Hello All Soulsians! What a joy it is to be starting as your seminarian. I am a second year MDiv student at Church Divinity School of the Pacific (CDSP), just up the hill! I come from the Diocese of Iowa where I am a postulant for Holy Orders. In the Diocese of Iowa I served on the One World One Church Committee as the Episcopal Relief and Development liaison and Millennium Development Goals mini-grant coordinator. I also served on the Young Adult Ministry Development Taskforce. As a member of the young adult ministry I was blessed to travel with other young adults on two life-changing trips to visit our companion dioceses of Swaziland, Africa and Brechin, Scotland. This past summer I was a deputy to General Convention.

In my sending parish I was able to learn about many different aspects of the parish because we were all hands on deck much of the time. I worked with the altar guild and with building upkeep, was on the vestry, taught Godly Play and youth group, helped with a food pantry and community garden, and cooked for community meals.

My undergraduate degree is from Wartburg College and is in Elementary education. I taught first grade for several years in different school districts. My passion of inclusion for all students has carried over to my ministry as well.

Even though I have lived in Iowa my entire life and I do miss the snow in the winter there are some parts of me that are not the typical Iowan. I love the mountains and backpacking in the high country of the Sierra Nevada brings me great joy. My favorite comfort foods are Indian dals with rice and I say soda not pop.
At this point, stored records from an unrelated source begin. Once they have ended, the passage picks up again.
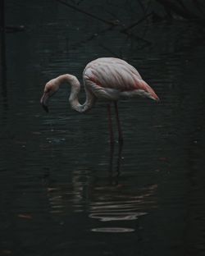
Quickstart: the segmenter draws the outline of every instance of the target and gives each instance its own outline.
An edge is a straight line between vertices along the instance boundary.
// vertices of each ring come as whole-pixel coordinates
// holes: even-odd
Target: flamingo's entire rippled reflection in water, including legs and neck
[[[113,163],[114,148],[112,149],[107,163]],[[135,221],[148,214],[151,209],[157,208],[157,185],[134,189],[123,184],[123,177],[120,175],[121,152],[122,145],[119,144],[116,176],[113,173],[113,164],[109,164],[107,170],[103,170],[106,174],[103,178],[93,176],[89,170],[78,170],[73,171],[70,185],[48,186],[50,213],[64,215],[71,208],[74,213],[86,213],[88,217],[100,222],[112,222],[111,227],[92,227],[91,231],[134,231],[133,228],[125,227],[125,221]],[[117,226],[113,226],[114,222],[117,222]],[[119,227],[121,222],[123,227]]]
I look forward to meeting you all and learning more about what it means to be a follower of Jesus here at All Souls.

– Annie

Save the Date

October 7th at 10:15: Stewardship Launch Brunch


Like living stones, let yourselves be built into a spiritual house
— 1 Peter 2:5
You are invited! Please join the Stewardship Committee for a catered brunch to kick-off the 2019 pledge campaign. With good food, fellowship, stories and important information, this brunch will provide an overview of the ways our stewardship and giving support the work of All Souls, both within our walls and out in the larger community. Adult formation classes will not meet this week. Sunday School will meet, and childcare for infants and toddlers will be available in the nursery. 


October 7th

All pets welcome! Stuffed animals, too! Bring your favorite beasts to either the 7:30 or 11:15 am services. The main Blessing of the Animals will be after the 11:15 service, around 12:30 pm, in the courtyard. All are welcome… but please keep predators leashed. Also note that this is a rather full Sunday, with the Stewardship Launch Brunch happening the same morning. As much as some of our animal friends might enjoy sharing brunch with us, please wait to bring them until the 11:15 service, or consider coming to the 9:00 service and brunch, and them running home to get your pet the later blessing to follow. Thank you!